Seine : Jupiter prend l’eau

par Pierre Feydel |  publié le 24/05/2024

Le Président et la maire de Paris veulent se baigner dans le fleuve pour montrer qu’il n’est pas pollué. Des contestataires leur réservent une peu ragoutante surprise

Un nageur saute dans la Seine à l'Ile-Saint-Denis, au nord de Paris.Il est toujours interdit de se baigner dans la Seine, mais à un an des Jeux Olympiques, un groupe de nageurs pionniers ne craint ni la pollution, ni la police - Photo Geoffroy Van der Hasselt / AFP

Les élites françaises retrouvent parfois les vertus de la notion d’exemple. Le 23 juin prochain , c’est promis, rendez-vous est pris. Le Président de la République se baignera dans la Seine pour convaincre les mauvais esprits que le fleuve est parfaitement pur de toute pollution à la veille des JO. I

l sera gracieusement accompagné de la maire socialiste de Paris, Anne Hidalgo, dont il n’est pas sûr que la popularité défaillante sorte revigorée par ce bain-là ; et du préfet de la région Île-de-France, Marc Guillaume, et de celui de la police parisienne, Laurent Nunez, commis d’office. On ne doute pas que les deux hauts-fonctionnaires n’agissent sur ordre pour se prêter à cette «  caleçonnade » -là.

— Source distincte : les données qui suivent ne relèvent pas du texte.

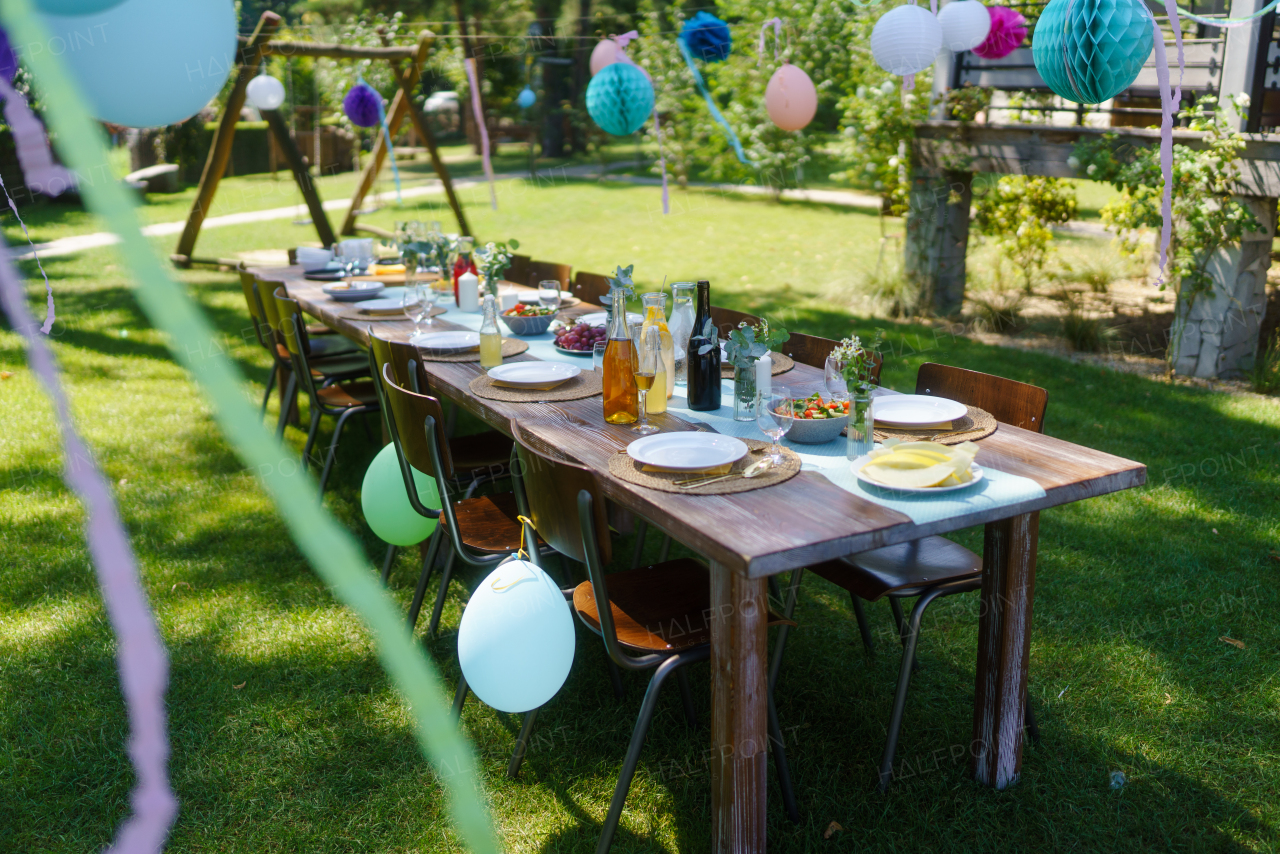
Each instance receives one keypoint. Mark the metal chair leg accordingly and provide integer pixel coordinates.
(863, 626)
(638, 735)
(439, 596)
(517, 757)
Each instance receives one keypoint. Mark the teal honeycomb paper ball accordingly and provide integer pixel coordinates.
(1091, 50)
(620, 99)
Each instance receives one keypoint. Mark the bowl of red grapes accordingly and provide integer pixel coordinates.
(579, 338)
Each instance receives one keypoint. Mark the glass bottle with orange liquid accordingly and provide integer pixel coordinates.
(621, 394)
(656, 315)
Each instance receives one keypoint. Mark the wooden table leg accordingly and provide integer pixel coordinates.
(1004, 647)
(739, 711)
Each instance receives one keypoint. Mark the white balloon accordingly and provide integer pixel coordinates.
(265, 92)
(516, 639)
(906, 40)
(965, 24)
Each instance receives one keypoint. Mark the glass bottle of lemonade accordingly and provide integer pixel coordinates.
(490, 339)
(621, 394)
(656, 315)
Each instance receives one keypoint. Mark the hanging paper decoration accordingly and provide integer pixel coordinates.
(791, 97)
(1008, 32)
(906, 40)
(265, 92)
(158, 62)
(965, 24)
(620, 99)
(707, 37)
(1091, 50)
(516, 638)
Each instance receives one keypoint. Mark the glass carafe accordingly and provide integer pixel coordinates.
(681, 324)
(656, 315)
(621, 393)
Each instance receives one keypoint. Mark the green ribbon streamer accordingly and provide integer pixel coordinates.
(328, 546)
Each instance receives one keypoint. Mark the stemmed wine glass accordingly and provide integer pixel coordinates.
(645, 357)
(773, 415)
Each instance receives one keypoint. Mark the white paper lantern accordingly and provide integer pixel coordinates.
(265, 92)
(906, 40)
(965, 24)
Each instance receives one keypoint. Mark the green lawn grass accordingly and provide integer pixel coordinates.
(287, 735)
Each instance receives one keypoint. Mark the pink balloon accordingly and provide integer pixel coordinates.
(791, 97)
(604, 54)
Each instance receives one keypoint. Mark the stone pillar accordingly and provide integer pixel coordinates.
(1217, 336)
(937, 237)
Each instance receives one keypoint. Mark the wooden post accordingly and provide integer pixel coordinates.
(739, 711)
(1004, 649)
(220, 151)
(301, 176)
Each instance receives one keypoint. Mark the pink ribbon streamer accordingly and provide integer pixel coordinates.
(41, 173)
(484, 131)
(141, 654)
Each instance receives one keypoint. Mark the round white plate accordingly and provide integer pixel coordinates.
(686, 451)
(856, 465)
(905, 410)
(447, 342)
(598, 318)
(534, 374)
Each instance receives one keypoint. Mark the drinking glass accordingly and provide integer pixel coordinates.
(772, 423)
(548, 295)
(645, 362)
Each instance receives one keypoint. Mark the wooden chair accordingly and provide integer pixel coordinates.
(483, 530)
(932, 567)
(652, 617)
(339, 398)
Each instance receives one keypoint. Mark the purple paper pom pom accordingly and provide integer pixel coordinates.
(362, 105)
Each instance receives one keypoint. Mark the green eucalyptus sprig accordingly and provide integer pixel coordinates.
(749, 343)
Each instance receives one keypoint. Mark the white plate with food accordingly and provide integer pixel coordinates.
(912, 410)
(686, 451)
(447, 342)
(534, 374)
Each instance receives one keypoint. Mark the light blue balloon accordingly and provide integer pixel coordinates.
(516, 638)
(387, 508)
(149, 63)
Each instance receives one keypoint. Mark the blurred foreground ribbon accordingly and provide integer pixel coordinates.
(484, 131)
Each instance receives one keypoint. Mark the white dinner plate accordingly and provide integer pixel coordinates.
(856, 465)
(447, 342)
(905, 410)
(599, 318)
(686, 451)
(534, 374)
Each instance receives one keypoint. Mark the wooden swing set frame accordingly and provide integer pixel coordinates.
(406, 64)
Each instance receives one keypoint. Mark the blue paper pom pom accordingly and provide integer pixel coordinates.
(362, 105)
(707, 37)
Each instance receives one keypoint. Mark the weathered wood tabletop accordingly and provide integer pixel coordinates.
(748, 537)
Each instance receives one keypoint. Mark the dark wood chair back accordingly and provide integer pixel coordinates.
(548, 270)
(590, 287)
(551, 487)
(1010, 401)
(410, 411)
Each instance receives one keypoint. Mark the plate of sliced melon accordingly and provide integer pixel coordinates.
(922, 467)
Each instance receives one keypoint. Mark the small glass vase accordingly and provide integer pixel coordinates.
(744, 393)
(862, 424)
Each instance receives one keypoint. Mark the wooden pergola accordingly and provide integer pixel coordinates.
(406, 65)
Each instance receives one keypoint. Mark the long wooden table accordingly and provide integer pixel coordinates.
(748, 537)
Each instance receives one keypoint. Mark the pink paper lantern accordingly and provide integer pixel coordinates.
(1008, 32)
(791, 97)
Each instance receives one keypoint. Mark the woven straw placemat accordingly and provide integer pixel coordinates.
(510, 347)
(781, 365)
(585, 384)
(627, 469)
(978, 424)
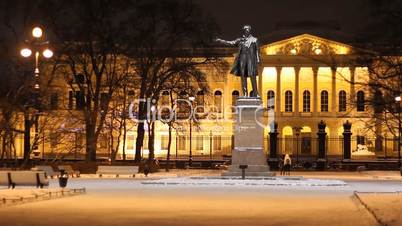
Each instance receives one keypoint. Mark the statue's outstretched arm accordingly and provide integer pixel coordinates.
(232, 43)
(258, 51)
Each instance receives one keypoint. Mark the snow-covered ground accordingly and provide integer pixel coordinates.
(128, 201)
(387, 207)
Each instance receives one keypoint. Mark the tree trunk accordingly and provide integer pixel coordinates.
(169, 145)
(124, 138)
(151, 141)
(90, 143)
(27, 136)
(140, 131)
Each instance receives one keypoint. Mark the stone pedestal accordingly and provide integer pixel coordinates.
(249, 140)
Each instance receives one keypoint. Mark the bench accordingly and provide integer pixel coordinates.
(23, 178)
(117, 170)
(49, 172)
(69, 170)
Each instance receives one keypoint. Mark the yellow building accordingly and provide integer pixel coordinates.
(304, 79)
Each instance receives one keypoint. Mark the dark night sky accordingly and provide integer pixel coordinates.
(263, 15)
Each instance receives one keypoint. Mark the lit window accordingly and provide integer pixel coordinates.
(342, 101)
(200, 101)
(360, 101)
(306, 101)
(288, 101)
(270, 100)
(199, 143)
(217, 143)
(324, 101)
(235, 95)
(218, 101)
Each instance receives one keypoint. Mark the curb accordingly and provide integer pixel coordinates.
(11, 201)
(379, 221)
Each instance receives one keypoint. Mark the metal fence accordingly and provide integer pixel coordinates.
(217, 147)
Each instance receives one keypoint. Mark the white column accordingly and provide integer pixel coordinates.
(297, 92)
(260, 82)
(278, 93)
(352, 84)
(315, 93)
(333, 91)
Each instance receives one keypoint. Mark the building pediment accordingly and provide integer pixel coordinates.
(306, 44)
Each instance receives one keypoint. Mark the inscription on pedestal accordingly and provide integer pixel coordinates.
(249, 140)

Imaginerait-on Charles de Gaulle ou François Mitterrand pratiquant une brasse, la moins coulée possible, pour soutenir on ne sait quel événement ? Scène improbable. Peut-être se souvient-on de Mao Tse Toung se baignant en 1966 dans le Fleuve bleu , pendant plus de deux heures, entouré de jeunes étudiants éperdus de dévotion, futurs fanatiques de la sanglante Révolution culturelle. Mais on ne saurait trouver la moindre analogie entre la bedaine maoïste et dictatoriale, et la silhouette sportive et démocratique de notre chef d’État. Sauf le culte de la personnalité.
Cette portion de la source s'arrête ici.